Wednesday, April 21, 2010

NoSQL & Document databases

I am really loving the NOSQL movement at the moment, however there seems to be a lot of confusion as to when it is appropriate to use them.

Significant things to considered are:
  • Atomic transactions are only for single operations. You can't really have long running or nested transactions (ACID rule a different).
  • Joins don't make sense so don't expect to use them when designing the system
  • Document databases are typically schema-less. This means adding new properties is much less of a hassle than in SQL-land, especially once you are in production.
  • The notion of an aggregate root fits perfectly with a document so the idea of using a DocDB for DDD is appealing (assuming transactions are not required)
  • DocDBs tend to scale horizontally very well unlike our SQL counterparts which tend to only scale vertically without huge headaches
  • Read and write performance is possibly the opposite of what is expected with very fast writes (I understand) being the norm.
  • Queries are done differently. MongoDB for example uses JavaScript as it query language (this does not mean it is used in the web tier!)

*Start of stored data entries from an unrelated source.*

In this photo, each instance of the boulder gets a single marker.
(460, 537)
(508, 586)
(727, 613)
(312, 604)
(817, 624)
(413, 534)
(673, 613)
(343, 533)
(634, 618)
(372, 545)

Several uses for document databases come to mind:

  • High volume, low value writes; eg user data entry on social sites; this is not business critical but potentially requires easy scaling options; ie no one is going to die if you last Facebook update doesn't go through to all the DB servers instantaneously.
  • Auditing; One area I'm keen on is command persistence. I like the idea of having a trail of all command sent to a component, it becomes a self documenting timeline of what users were trying to do to the system. When a command is handled by a component it can just write the whole serialized object to a DocDB, thereby capturing all the info without being bound to a schema (audit is version agnostic). The command can then be processed by the component. I will admit that an Object DB is also suitable for this.

Things not to use Document Database for is high value transaction heavy stuff i.e. banking transactions or thing that inherently require SQL... whatever use case that may be.